(Courtesy photo) The Caro City council last week voted to work on an ordinance which would allow medical marijuana facilities inside city limits. Pictured are (from left) Caro city manager Michael Silverman, Caro Mayor Joe Greene and Caro treasurer/clerk Sara Savage.

Caro votes to allow medical marijuana facilities

The Caro City Council voted Aug. 5 to get the ball rolling on potential medical marijuana facilities within city limits.

Caro city manager Michael Silverman gave the council two options – to allow the city to begin working with an attorney on adopting a medical marijuana ordinance, or to do nothing on the issue of medical marijuana, and therefore stopping the process of allowing facilities within Caro.

The Caro voted 5-2 to begin the process which could lead to medical marijuana facilities in Caro, with Mayor Joe Greene and council members Tisha Jones-Holubec, Bob Essenmacher, Megan Ewald and Don Hall voting yes, and council members Charlotte Kish and Brian Rickwalt voting no.

“I’m not for or against it,” Hall said. “I’m here for the people and the people voted yes for it.”

Hall’s comment is in reference to 2018 Michigan Proposal 18-1, which asked state residents to vote for or against legalization of recreational marijuana, which carries different regulations than medical marijuana. While most Tuscola County communities voted no for recreational marijuana legalization, Caro residents voted yes 898-793.

There are five types of facilities associated with medical marijuana – grower, processor (converts the product to a usable form), secure transporter (stores and transports the product), provisioning center (which sells the product) and safety compliance facility (to test the product). A single company often oversees each type facility (with the exception of a testing facility) as one business. 

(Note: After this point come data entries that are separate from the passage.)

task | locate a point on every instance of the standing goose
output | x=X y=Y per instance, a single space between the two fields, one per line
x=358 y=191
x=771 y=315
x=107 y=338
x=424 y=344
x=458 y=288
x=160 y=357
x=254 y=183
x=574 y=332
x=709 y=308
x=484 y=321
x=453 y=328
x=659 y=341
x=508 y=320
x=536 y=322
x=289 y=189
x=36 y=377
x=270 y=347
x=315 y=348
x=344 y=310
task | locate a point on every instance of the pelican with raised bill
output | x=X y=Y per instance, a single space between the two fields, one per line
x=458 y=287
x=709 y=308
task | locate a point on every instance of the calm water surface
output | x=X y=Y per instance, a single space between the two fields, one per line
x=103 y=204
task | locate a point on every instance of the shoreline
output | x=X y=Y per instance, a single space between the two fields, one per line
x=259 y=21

Following completion of an ordinance, all five types of facilities would be allowed in Caro.

Before the city council began in earnest, there was an about-40-minute public-comment period in which residents spoke for and against medical marijuana facilities.

“I’m here to speak in favor of the medical marijuana and encourage the council to vote to work with your attorney and authorize an ordinance because of the jobs it brings our community and the tax breaks it brings to our community,” said resident Mark Volmer.

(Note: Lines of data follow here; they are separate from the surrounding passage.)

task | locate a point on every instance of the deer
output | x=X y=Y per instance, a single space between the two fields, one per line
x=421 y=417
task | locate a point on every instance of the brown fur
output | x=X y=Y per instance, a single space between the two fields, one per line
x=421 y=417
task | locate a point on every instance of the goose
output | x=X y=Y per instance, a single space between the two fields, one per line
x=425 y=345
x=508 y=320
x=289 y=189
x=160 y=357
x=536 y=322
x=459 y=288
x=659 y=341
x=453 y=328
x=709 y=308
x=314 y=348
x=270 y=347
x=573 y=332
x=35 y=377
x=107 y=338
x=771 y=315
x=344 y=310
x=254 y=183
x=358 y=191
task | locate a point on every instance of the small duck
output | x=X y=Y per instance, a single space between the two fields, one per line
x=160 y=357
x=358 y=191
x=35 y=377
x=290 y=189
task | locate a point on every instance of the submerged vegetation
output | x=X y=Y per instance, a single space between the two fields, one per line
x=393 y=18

Vollmer, a local farmer, told the council he has spoken to officials who would be interested in bringing a medical marijuana business to Caro.

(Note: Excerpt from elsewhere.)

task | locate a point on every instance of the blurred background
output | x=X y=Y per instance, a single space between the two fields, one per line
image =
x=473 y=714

“A company approached us and stated he would start out with a minimum of 50 new jobs, and at full capacity, 100 new jobs,” Vollmer said. “It would be local residents, and starting pay with no skill right out of high school would be double the minimum wage with a full benefit package.”

Also at the council meeting were Caro Police Chief Brian Newcomb and Caro Sheriff Glen Skrent.

“I’m not going to get into a debate on the good or evil of marijuana,” Newcomb said. “But obviously as law enforcement officers, Sheriff Skrent and I don’t support it.”

Newcomb told the council that he and Tuscola County Prosecutor Mark Reene lobbied against recreational marijuana, prior to the 2018 election. Newcomb and Reene presented information on the negative effect recreational marijuana has had in the states that have legalized it, especially in Colorado, the first state to do so. 

Skrent voiced his concern about how an increase in marijuana locally could become taxing for law enforcement, especially while keeping the roads safe.

“Marijuana is not the root of all evil at all, but I’ve been sheriff for four years and with this department for 42,” Skrent said. “And I see the big picture. Yeah, you can smoke a joint at home and you’re OK. And you can drink a six pack (of beer) at home. But from my end, people don’t do that. They are driving under the influence of marijuana.”

Vollmer said that whether or not the council approved medical marijuana, the using of marijuana would still be legal because of the passing of Proposal 18-1.

“People get tremendous medical benefits from marijuana, and whether or not the city opts in, people have a legal right to use the product within your jurisdiction,” he said. “The only thing the city council can do is decide whether or not to allow a business within the community to have commercial activity. Or are you going to require your citizens to go to a neighboring town to engage in that activity?”

The council also:

• Asked contractors to submit bids for a new Caro Police Department building which would be adjacent to the Caro Municipal building and fire department, 317 S. State St. The deadline for bids is Sept. 2.

• Tabled for now the discussion of where to place a “Welcome to Caro” sign on M-24 south of town. Another sign, located west of Caro on M-81, is also being constructed. 

• Voted to hire Sara Savage as clerk/treasurer. Savage had been working as the city’s interim clerk/manager.

• Accepted the resignation of Evan Osentoski from the city’s board of review and planning commission. Osentoski recently moved outside city limits.

• Voted to approve a $5,000 raise – from $75,000 to $80,000 – for Silverman following his first year as city manager.